Beberapa perusahaan mulai meneliti apakah ragi bisa dimodifikasi untuk menghasilkan minyak untuk industri makanan dan kosmetik.
Namun selain kendala ekonomis, ada masalah lain yang dihadapi mikroba seperti alga dan ragi dalam perjalanan mereka menggantikan sawit. Cara paling efisien untuk menanam mereka adalah di ruangan besar yang tertutup, dan keduanya harus diberi makan dengan gula, banyak sekali gula.
Gula tersebut harus ditanam di suatu tempat, maka ini berarti memindahkan kerusakan lingkungan di tempat lain.
Dedaunan baru
Jika kita tidak mampu meniru minyak sawit, mungkin cara terbaik membatasi imbas lingkungan adalah dengan mengubah proses produksinya. Untuk itu, kita perlu mundur dan melihat, mengapa sawit begitu banyak dicari?
Selain memiliki kandungan unik, sawit juga murah. Dan dia murah karena sebagai tanaman, sawit sangatlah kuat – dia tumbuh cepat, mudah dipanen, dan sangat produktif.
Satu hektar sawit bisa menghasilkan empat ton minyak sayur setiap tahun, bandingkan dengan 0,67 ton rapeseed, 0,48 ton bunga matahari, dan 0,38 ton kacang kedelai.
Dalam kondisi ideal, perkebunan sawit dapat menghasilkan 25 kali lebih banyak dari minyak kedelai, dengan luas area tanah yang sama
Maka, irosnisnya, larangan minyak sawit justru akan menambah kerusakan dan penggundulan hutan, karena apapun yang kita pilih untuk menggantikan sawit akan butuh lahan yang lebih luas.
Namun apakah mungkin menanam sawit yang ramah lingkungan? Kebanyakan perusahaan di Barat membeli minyak sawit yang tersertifikasi oleh Roundtable for Sustainable Palm Oil (RPSO).
Namun permintaan untuk minyak sawit yang berkelanjutan, dan kemauan untuk membayar harga lebih mahal, terbatas. Pasar minyak sawit terbarukan sudah over-suplai, sehingga produsen rela menjual minyak tersertifikasi tanpa label ke pasar yang lebih luas.
RSPO juga dikritik tidak efektif, dan tak punya kekuatan besar untuk memaksa perubahan untuk para petani sawit.
Bagaimana jika kita bisa mengurangi kerusakan hutan tropis dengan menciptakan tanaman yang seproduktif minyak sawit, namun bisa ditanam di tempat lain di dunia?

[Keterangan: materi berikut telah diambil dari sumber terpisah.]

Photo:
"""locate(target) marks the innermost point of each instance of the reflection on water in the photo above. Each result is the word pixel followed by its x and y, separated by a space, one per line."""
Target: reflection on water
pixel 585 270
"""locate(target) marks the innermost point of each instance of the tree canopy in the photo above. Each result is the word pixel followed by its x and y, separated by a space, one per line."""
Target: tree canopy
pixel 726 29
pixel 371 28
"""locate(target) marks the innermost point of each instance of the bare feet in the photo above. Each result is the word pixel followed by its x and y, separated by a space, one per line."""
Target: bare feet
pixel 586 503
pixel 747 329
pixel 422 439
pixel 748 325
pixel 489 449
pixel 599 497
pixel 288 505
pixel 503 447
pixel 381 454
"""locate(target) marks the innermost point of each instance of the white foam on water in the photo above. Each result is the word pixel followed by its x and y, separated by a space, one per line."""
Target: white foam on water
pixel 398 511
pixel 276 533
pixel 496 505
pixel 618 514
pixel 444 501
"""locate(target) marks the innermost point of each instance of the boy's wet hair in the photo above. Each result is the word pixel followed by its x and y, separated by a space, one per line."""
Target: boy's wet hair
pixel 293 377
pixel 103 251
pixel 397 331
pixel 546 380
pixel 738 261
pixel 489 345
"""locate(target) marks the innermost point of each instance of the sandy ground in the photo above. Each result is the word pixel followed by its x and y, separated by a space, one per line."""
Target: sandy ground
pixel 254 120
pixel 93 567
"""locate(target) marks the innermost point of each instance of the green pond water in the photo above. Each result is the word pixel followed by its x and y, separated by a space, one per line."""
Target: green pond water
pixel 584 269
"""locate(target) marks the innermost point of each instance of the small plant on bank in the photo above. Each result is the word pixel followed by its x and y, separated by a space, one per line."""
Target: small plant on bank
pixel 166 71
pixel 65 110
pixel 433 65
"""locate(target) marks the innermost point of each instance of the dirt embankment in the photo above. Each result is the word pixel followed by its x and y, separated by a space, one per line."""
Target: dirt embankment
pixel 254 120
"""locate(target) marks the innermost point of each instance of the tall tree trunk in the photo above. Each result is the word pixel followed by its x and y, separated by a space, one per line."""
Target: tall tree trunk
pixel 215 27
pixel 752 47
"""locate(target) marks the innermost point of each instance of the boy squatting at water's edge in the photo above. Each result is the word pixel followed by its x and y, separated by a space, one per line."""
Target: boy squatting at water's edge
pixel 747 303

“Sawit tidak bisa tumbuh jauh di selatan maupun utara, karena mereka tumbuhan tropis,” kata Reynolds. “Tanaman biomassa lain harus lebih bisa beradaptasi, bisa tumbuh di iklim berbeda-beda.”
Di laboratorium di Canberra, peneliti CSIRO memasukan gen pemroduksi minyak ke tanaman berdaun, seperti tembakau dan sorgum. Normalnya, daun tembakau memiliki kurang dari 1% minyak sayur, namun dengan proses Reynolds, tanaman tersebut memiliki 35% minyak.
Namun penelitian ini masih jauh dari selesai.
Jelas sudah, untuk sekarang ini, minyak sawit belum tergantikan. Nyaris tak mungkin pula untuk menghindarinya. Namun kemungkinan-kemungkinan ilmiah untuk mengembangkan pengganti yang lebih berkelanjutan untuk memenuhi hasrat kita akan makanan, bahan bakar dan kosmetik harus terus ada.
Yang tak kalah penting adalah keinginan kuat untuk membuat perubahan — dan keinginan ini harus tersebar di mana-mana, sama seperti sawit itu sendiri.